The paper introduces a method to account for the Local arm's impact on circular velocity measurements using Gaia data and simulation comparisons.

Findings

The Local arm influences the kinematics of young stars near the Sun.

The measured local circular velocity is affected by the Local arm's co-rotation resonance.

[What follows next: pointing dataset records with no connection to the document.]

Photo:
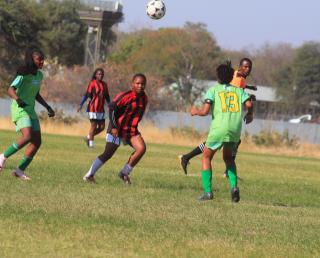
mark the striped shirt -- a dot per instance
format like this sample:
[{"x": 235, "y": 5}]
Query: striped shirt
[
  {"x": 98, "y": 93},
  {"x": 125, "y": 112}
]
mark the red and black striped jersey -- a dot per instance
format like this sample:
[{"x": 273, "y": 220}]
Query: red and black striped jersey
[
  {"x": 126, "y": 111},
  {"x": 98, "y": 93}
]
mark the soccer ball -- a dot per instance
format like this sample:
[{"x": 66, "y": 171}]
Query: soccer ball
[{"x": 156, "y": 9}]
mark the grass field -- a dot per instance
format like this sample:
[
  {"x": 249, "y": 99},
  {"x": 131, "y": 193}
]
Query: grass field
[{"x": 58, "y": 215}]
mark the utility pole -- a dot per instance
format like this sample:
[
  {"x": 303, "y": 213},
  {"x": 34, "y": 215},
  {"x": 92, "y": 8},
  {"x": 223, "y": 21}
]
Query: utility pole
[{"x": 101, "y": 16}]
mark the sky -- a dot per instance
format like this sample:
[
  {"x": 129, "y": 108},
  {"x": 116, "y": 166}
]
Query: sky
[{"x": 236, "y": 25}]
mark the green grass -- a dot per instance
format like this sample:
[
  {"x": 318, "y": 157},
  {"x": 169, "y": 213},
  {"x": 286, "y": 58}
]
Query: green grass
[{"x": 58, "y": 215}]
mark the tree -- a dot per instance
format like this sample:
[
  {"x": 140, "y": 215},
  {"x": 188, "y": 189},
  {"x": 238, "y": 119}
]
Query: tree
[
  {"x": 176, "y": 55},
  {"x": 298, "y": 83}
]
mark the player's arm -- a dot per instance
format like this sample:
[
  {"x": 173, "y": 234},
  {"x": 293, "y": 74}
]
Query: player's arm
[
  {"x": 39, "y": 99},
  {"x": 205, "y": 109},
  {"x": 248, "y": 118}
]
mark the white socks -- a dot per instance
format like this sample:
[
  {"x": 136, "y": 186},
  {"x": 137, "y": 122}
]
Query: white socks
[
  {"x": 94, "y": 167},
  {"x": 126, "y": 169},
  {"x": 90, "y": 142}
]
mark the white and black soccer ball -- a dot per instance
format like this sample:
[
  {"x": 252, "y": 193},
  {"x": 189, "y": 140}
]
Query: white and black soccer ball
[{"x": 156, "y": 9}]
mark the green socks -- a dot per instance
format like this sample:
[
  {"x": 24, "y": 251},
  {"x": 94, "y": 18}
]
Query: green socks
[
  {"x": 24, "y": 163},
  {"x": 232, "y": 173},
  {"x": 12, "y": 149},
  {"x": 206, "y": 180}
]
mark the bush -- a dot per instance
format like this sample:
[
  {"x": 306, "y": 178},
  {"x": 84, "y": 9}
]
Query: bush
[
  {"x": 273, "y": 138},
  {"x": 59, "y": 117}
]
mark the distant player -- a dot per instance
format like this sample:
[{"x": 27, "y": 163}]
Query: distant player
[
  {"x": 98, "y": 93},
  {"x": 226, "y": 104},
  {"x": 125, "y": 112},
  {"x": 24, "y": 91},
  {"x": 238, "y": 80}
]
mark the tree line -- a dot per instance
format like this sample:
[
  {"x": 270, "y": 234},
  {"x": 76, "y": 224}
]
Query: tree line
[{"x": 175, "y": 58}]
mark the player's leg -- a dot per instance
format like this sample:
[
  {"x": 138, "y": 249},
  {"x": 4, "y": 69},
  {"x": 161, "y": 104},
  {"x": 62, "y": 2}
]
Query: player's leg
[
  {"x": 90, "y": 138},
  {"x": 112, "y": 144},
  {"x": 228, "y": 158},
  {"x": 24, "y": 125},
  {"x": 30, "y": 152},
  {"x": 100, "y": 126},
  {"x": 184, "y": 159},
  {"x": 139, "y": 146},
  {"x": 206, "y": 174}
]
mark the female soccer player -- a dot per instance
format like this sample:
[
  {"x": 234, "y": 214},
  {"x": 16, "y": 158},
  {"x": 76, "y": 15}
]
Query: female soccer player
[
  {"x": 125, "y": 112},
  {"x": 238, "y": 80},
  {"x": 98, "y": 93},
  {"x": 24, "y": 91},
  {"x": 225, "y": 102}
]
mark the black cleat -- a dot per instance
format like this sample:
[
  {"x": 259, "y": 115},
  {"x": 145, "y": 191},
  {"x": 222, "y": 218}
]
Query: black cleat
[
  {"x": 235, "y": 194},
  {"x": 184, "y": 163},
  {"x": 205, "y": 197}
]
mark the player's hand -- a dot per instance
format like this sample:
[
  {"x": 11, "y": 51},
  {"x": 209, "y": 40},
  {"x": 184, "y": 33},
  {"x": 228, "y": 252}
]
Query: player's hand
[
  {"x": 114, "y": 132},
  {"x": 248, "y": 118},
  {"x": 51, "y": 112},
  {"x": 21, "y": 103},
  {"x": 194, "y": 111}
]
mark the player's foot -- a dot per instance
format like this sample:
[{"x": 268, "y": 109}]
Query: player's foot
[
  {"x": 86, "y": 140},
  {"x": 2, "y": 161},
  {"x": 184, "y": 163},
  {"x": 89, "y": 179},
  {"x": 125, "y": 178},
  {"x": 235, "y": 194},
  {"x": 18, "y": 173},
  {"x": 205, "y": 196}
]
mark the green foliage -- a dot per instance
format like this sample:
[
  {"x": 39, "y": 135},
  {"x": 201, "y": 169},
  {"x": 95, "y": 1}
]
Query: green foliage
[
  {"x": 298, "y": 83},
  {"x": 176, "y": 55},
  {"x": 271, "y": 138},
  {"x": 59, "y": 117}
]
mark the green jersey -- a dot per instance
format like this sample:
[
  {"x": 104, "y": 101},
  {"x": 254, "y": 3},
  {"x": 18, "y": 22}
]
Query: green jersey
[
  {"x": 226, "y": 107},
  {"x": 27, "y": 88}
]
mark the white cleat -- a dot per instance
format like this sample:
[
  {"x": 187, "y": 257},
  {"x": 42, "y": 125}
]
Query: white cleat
[
  {"x": 89, "y": 179},
  {"x": 18, "y": 173},
  {"x": 2, "y": 161}
]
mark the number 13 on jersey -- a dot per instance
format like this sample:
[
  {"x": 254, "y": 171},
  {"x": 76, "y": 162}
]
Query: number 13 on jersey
[{"x": 229, "y": 102}]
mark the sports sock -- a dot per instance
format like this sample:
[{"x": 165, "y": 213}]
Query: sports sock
[
  {"x": 25, "y": 162},
  {"x": 206, "y": 180},
  {"x": 196, "y": 151},
  {"x": 12, "y": 149},
  {"x": 126, "y": 170},
  {"x": 94, "y": 167},
  {"x": 232, "y": 173}
]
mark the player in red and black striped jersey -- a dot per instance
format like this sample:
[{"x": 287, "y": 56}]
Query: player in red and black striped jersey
[
  {"x": 98, "y": 93},
  {"x": 125, "y": 112}
]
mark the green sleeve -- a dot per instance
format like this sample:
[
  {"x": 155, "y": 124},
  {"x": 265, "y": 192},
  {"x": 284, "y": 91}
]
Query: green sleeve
[
  {"x": 17, "y": 82},
  {"x": 209, "y": 97},
  {"x": 244, "y": 96}
]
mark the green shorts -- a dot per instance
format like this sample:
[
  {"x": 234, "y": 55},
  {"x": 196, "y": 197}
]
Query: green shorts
[
  {"x": 218, "y": 145},
  {"x": 26, "y": 121}
]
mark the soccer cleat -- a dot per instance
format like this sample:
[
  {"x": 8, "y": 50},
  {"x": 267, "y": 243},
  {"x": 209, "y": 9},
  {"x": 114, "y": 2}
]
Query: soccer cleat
[
  {"x": 125, "y": 178},
  {"x": 205, "y": 197},
  {"x": 2, "y": 161},
  {"x": 235, "y": 194},
  {"x": 18, "y": 173},
  {"x": 86, "y": 140},
  {"x": 184, "y": 163},
  {"x": 89, "y": 179}
]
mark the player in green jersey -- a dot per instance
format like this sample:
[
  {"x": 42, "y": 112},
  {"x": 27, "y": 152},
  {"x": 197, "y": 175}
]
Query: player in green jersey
[
  {"x": 226, "y": 104},
  {"x": 24, "y": 91}
]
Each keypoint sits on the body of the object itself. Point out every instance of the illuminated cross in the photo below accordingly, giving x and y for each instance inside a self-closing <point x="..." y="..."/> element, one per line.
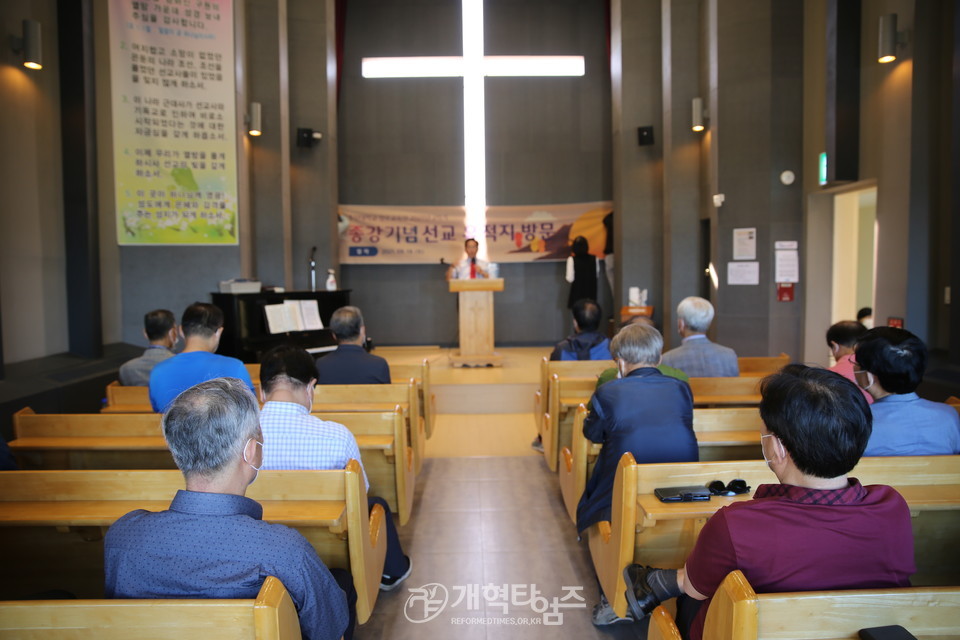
<point x="473" y="66"/>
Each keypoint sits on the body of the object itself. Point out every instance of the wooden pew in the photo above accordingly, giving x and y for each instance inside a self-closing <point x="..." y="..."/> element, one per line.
<point x="389" y="466"/>
<point x="565" y="369"/>
<point x="135" y="441"/>
<point x="567" y="393"/>
<point x="643" y="529"/>
<point x="420" y="373"/>
<point x="728" y="392"/>
<point x="564" y="396"/>
<point x="271" y="616"/>
<point x="121" y="399"/>
<point x="52" y="522"/>
<point x="377" y="397"/>
<point x="738" y="613"/>
<point x="722" y="434"/>
<point x="754" y="366"/>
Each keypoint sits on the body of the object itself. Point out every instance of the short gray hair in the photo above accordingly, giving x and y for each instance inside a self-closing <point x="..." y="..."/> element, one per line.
<point x="637" y="344"/>
<point x="696" y="313"/>
<point x="208" y="425"/>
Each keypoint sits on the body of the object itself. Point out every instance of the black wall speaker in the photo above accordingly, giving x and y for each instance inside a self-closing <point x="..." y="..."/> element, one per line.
<point x="644" y="136"/>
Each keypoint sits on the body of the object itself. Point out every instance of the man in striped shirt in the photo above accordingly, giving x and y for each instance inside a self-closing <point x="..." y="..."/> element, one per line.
<point x="294" y="439"/>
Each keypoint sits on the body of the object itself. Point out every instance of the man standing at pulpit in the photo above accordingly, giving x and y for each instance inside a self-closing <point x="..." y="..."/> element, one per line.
<point x="471" y="267"/>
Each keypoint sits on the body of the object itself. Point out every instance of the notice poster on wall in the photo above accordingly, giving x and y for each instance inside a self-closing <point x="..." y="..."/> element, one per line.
<point x="425" y="235"/>
<point x="174" y="121"/>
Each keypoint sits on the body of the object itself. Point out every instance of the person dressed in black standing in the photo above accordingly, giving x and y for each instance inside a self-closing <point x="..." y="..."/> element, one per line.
<point x="582" y="272"/>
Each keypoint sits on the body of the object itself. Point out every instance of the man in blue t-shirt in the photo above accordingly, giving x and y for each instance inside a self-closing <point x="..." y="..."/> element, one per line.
<point x="201" y="326"/>
<point x="586" y="343"/>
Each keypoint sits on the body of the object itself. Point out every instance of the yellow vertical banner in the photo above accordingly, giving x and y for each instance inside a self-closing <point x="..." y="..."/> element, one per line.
<point x="174" y="121"/>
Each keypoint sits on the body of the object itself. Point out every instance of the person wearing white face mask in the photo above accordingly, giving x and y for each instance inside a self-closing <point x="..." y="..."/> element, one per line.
<point x="212" y="542"/>
<point x="889" y="365"/>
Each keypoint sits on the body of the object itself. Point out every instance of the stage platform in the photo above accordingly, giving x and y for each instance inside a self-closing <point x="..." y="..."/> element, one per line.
<point x="484" y="411"/>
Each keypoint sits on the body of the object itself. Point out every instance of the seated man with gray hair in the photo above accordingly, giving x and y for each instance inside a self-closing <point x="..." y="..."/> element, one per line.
<point x="212" y="541"/>
<point x="643" y="412"/>
<point x="697" y="356"/>
<point x="350" y="363"/>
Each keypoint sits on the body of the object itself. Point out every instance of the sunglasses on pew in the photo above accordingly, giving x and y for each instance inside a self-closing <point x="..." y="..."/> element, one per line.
<point x="734" y="488"/>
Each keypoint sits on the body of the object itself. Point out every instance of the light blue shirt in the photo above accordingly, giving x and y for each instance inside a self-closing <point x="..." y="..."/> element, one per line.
<point x="216" y="545"/>
<point x="294" y="439"/>
<point x="906" y="425"/>
<point x="175" y="375"/>
<point x="699" y="358"/>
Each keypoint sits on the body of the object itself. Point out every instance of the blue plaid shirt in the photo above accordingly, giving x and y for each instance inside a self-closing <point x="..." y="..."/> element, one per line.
<point x="293" y="439"/>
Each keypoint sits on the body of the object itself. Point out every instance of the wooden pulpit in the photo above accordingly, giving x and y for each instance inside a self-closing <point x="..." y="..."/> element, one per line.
<point x="476" y="322"/>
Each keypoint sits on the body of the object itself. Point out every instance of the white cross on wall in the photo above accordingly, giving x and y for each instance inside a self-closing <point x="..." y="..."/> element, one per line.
<point x="473" y="66"/>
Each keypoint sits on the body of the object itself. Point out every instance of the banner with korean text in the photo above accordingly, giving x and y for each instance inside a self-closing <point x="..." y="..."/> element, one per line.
<point x="174" y="121"/>
<point x="425" y="235"/>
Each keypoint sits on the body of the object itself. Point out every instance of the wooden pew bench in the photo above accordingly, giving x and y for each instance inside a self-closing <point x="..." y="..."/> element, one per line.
<point x="52" y="523"/>
<point x="726" y="392"/>
<point x="563" y="369"/>
<point x="349" y="398"/>
<point x="566" y="394"/>
<point x="420" y="374"/>
<point x="122" y="399"/>
<point x="722" y="434"/>
<point x="738" y="613"/>
<point x="643" y="529"/>
<point x="762" y="366"/>
<point x="271" y="616"/>
<point x="134" y="441"/>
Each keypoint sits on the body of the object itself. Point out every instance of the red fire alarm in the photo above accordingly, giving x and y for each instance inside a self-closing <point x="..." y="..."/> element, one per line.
<point x="784" y="292"/>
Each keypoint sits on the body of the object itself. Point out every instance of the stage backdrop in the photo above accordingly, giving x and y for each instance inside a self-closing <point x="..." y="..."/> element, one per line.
<point x="425" y="235"/>
<point x="174" y="121"/>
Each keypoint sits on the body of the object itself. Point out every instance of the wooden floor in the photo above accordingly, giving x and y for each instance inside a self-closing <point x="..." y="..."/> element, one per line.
<point x="488" y="512"/>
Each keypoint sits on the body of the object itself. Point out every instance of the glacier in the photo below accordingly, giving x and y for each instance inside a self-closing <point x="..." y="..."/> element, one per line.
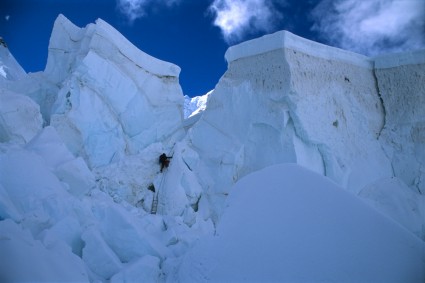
<point x="300" y="162"/>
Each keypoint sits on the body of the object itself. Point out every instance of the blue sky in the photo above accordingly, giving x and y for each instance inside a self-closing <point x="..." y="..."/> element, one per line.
<point x="194" y="34"/>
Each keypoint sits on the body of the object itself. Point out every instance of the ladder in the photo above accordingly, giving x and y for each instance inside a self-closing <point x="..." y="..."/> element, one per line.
<point x="154" y="207"/>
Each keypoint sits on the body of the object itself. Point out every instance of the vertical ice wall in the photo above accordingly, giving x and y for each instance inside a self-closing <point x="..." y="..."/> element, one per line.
<point x="114" y="99"/>
<point x="287" y="99"/>
<point x="401" y="79"/>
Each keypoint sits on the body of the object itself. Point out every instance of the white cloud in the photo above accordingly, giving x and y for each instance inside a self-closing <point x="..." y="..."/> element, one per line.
<point x="372" y="27"/>
<point x="135" y="9"/>
<point x="236" y="18"/>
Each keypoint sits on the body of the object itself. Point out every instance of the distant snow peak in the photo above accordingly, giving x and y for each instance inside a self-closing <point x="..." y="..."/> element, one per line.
<point x="195" y="105"/>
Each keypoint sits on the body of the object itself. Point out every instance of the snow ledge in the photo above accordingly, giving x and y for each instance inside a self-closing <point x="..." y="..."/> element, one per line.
<point x="285" y="39"/>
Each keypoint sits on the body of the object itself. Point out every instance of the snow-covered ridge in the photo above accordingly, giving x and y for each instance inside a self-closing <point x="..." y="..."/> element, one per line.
<point x="102" y="32"/>
<point x="400" y="59"/>
<point x="83" y="199"/>
<point x="285" y="39"/>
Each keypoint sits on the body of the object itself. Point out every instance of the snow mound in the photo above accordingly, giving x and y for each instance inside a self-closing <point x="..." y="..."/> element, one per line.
<point x="288" y="224"/>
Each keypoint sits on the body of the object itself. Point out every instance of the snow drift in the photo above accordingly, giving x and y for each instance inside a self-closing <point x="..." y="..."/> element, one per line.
<point x="79" y="172"/>
<point x="286" y="224"/>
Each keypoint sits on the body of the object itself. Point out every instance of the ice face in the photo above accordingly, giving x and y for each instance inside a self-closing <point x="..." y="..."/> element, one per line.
<point x="79" y="148"/>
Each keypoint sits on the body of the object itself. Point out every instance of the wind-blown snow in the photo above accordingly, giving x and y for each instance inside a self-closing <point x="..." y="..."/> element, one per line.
<point x="82" y="197"/>
<point x="286" y="224"/>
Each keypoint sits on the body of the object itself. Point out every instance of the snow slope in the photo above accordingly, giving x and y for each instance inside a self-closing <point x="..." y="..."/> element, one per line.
<point x="287" y="224"/>
<point x="79" y="147"/>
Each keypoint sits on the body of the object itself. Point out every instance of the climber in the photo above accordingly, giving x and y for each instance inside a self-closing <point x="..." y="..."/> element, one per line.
<point x="164" y="160"/>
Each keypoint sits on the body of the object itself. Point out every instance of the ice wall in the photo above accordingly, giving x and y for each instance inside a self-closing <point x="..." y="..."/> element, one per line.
<point x="114" y="100"/>
<point x="287" y="99"/>
<point x="401" y="80"/>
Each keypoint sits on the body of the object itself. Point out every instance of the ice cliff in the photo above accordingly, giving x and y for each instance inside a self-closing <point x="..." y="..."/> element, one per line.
<point x="79" y="147"/>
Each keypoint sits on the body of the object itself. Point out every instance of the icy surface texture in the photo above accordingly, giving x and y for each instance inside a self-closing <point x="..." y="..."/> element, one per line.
<point x="403" y="92"/>
<point x="286" y="101"/>
<point x="287" y="224"/>
<point x="195" y="105"/>
<point x="80" y="177"/>
<point x="114" y="100"/>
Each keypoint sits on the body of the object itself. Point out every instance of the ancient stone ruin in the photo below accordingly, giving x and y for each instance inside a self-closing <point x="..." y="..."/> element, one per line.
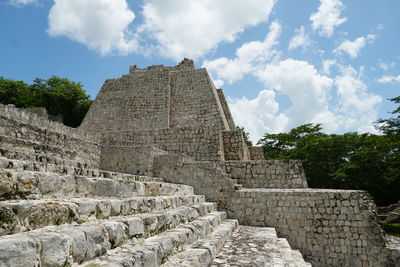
<point x="158" y="174"/>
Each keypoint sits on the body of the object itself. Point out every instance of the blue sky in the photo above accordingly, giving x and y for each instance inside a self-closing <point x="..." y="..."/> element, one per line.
<point x="280" y="63"/>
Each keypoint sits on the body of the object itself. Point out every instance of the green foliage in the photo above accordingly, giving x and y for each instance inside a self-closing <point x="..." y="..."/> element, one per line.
<point x="15" y="92"/>
<point x="246" y="136"/>
<point x="349" y="161"/>
<point x="57" y="95"/>
<point x="392" y="228"/>
<point x="391" y="126"/>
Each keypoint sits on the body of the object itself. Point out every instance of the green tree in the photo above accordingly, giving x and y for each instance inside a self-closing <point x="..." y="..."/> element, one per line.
<point x="246" y="135"/>
<point x="62" y="96"/>
<point x="391" y="126"/>
<point x="349" y="161"/>
<point x="17" y="93"/>
<point x="57" y="95"/>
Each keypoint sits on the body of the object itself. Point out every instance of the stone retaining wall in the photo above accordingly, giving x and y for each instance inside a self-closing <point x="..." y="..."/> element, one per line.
<point x="23" y="132"/>
<point x="201" y="143"/>
<point x="267" y="173"/>
<point x="256" y="153"/>
<point x="235" y="147"/>
<point x="134" y="160"/>
<point x="329" y="227"/>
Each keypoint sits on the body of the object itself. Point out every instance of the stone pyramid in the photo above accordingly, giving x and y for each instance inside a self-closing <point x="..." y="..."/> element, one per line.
<point x="158" y="175"/>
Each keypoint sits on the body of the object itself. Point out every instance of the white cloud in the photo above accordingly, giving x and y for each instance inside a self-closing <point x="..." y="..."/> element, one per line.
<point x="193" y="28"/>
<point x="354" y="109"/>
<point x="20" y="3"/>
<point x="301" y="39"/>
<point x="327" y="65"/>
<point x="358" y="107"/>
<point x="101" y="25"/>
<point x="386" y="65"/>
<point x="353" y="48"/>
<point x="259" y="115"/>
<point x="328" y="17"/>
<point x="247" y="57"/>
<point x="307" y="89"/>
<point x="389" y="79"/>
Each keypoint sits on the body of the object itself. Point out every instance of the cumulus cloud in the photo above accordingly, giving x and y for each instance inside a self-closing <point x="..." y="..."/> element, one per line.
<point x="389" y="79"/>
<point x="353" y="48"/>
<point x="20" y="3"/>
<point x="247" y="57"/>
<point x="193" y="28"/>
<point x="300" y="81"/>
<point x="310" y="93"/>
<point x="101" y="25"/>
<point x="327" y="65"/>
<point x="386" y="65"/>
<point x="301" y="39"/>
<point x="358" y="107"/>
<point x="258" y="115"/>
<point x="328" y="17"/>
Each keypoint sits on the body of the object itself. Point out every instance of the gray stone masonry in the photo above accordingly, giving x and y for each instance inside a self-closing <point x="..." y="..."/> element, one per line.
<point x="267" y="173"/>
<point x="65" y="202"/>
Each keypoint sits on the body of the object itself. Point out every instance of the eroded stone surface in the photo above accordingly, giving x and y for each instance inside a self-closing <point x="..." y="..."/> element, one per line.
<point x="256" y="246"/>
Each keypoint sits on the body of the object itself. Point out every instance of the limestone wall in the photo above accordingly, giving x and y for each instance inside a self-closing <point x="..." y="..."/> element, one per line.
<point x="157" y="97"/>
<point x="25" y="135"/>
<point x="194" y="100"/>
<point x="256" y="153"/>
<point x="134" y="160"/>
<point x="226" y="110"/>
<point x="329" y="227"/>
<point x="235" y="147"/>
<point x="267" y="173"/>
<point x="137" y="101"/>
<point x="202" y="143"/>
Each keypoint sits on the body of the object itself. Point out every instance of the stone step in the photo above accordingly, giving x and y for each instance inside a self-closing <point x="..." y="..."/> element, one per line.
<point x="68" y="244"/>
<point x="156" y="250"/>
<point x="258" y="246"/>
<point x="36" y="185"/>
<point x="24" y="215"/>
<point x="60" y="168"/>
<point x="202" y="252"/>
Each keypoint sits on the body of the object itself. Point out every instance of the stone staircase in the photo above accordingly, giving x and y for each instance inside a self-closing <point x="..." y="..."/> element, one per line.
<point x="57" y="208"/>
<point x="99" y="218"/>
<point x="60" y="213"/>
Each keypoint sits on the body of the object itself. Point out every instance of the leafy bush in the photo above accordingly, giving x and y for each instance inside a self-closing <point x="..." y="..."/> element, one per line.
<point x="57" y="95"/>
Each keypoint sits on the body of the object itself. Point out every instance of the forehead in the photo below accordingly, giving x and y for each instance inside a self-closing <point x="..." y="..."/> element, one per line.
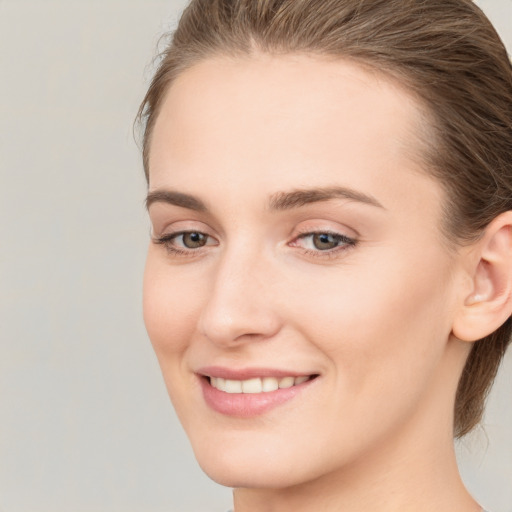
<point x="271" y="122"/>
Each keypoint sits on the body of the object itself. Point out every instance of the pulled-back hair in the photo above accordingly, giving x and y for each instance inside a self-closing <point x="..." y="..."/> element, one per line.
<point x="444" y="52"/>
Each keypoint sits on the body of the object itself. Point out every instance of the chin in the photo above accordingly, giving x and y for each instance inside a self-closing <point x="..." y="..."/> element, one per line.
<point x="256" y="461"/>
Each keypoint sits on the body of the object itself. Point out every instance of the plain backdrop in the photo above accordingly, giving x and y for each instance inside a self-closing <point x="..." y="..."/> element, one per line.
<point x="85" y="422"/>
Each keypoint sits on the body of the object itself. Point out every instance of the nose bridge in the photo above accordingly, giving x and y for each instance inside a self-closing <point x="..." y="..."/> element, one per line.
<point x="239" y="305"/>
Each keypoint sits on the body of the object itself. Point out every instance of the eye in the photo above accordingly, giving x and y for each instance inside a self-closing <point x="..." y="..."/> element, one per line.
<point x="185" y="242"/>
<point x="323" y="243"/>
<point x="192" y="240"/>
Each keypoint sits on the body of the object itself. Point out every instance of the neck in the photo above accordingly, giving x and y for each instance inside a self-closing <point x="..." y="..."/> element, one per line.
<point x="418" y="478"/>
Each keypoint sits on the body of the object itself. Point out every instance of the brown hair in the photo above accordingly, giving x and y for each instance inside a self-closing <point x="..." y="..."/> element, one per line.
<point x="445" y="52"/>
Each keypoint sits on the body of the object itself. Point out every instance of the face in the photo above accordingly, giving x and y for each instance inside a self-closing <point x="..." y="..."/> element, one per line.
<point x="297" y="291"/>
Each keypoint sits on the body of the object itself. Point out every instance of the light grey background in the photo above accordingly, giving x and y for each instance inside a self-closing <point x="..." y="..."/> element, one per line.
<point x="85" y="422"/>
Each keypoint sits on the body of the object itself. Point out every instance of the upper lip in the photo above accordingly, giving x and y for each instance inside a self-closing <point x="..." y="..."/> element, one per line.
<point x="248" y="373"/>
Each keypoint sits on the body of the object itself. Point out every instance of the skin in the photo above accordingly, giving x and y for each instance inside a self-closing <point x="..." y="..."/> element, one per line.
<point x="373" y="319"/>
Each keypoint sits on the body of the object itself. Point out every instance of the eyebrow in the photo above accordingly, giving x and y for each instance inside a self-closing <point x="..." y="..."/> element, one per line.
<point x="278" y="202"/>
<point x="298" y="198"/>
<point x="175" y="198"/>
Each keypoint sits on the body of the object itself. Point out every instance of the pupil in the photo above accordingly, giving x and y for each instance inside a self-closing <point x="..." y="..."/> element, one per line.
<point x="194" y="240"/>
<point x="325" y="241"/>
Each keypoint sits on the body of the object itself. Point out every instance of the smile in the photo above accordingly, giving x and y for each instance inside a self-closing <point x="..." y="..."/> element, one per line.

The azimuthally averaged circular velocity near the Sun is estimated at approximately 234 km/s.

Abstract

A simple one-dimensional axisymmetric disc model is applied to the kinematics of OB stars near the Sun obtained from Gaia DR3 catalogue. The model determines the 'local centrifugal speed' $V_\mathrm{c}(R_{0})$ - defined as the circular velocity in the Galactocentric rest frame, where the star would move in a near-circular orbit if the potential is axisymmetric with the local potential of the Galaxy. We find that the $V_\mathrm{c}(R_{0})$ values and their gradient vary across the selected region of stars within the solar neighbourhood. By comparing with an N-body/hydrodynamic simulation of a Milky Way-like galaxy, we find that the kinematics of the young stars in the solar neighbourhood is affected by the Local arm, which makes it difficult to measure $V_\mathrm{c}(R_{0})$. However, from the resemblance between the observational data and the simulation, we suggest that the known rotational velocity gap between the Coma Bernices and Hyades-Pleiades moving groups could be driven by the co-rotation resonance of the Local arm, which can be used to infer the azimuthally averaged circular velocity. We find that $V_\mathrm{c}(R)$ obtained from the $\mathrm{D}<2$ kpc sample is well matched with this gap at the position of the Local arm. Hence, we argue that our results from the $\mathrm{D}<2$ kpc sample, $V_\mathrm{c}(R_{0})= 233.95\pm2.24$ km $\mathrm{s}^{-1}$, is close to the azimuthally averaged circular velocity rather than the local centrifugal speed, which is influenced by the presence of the Local arm.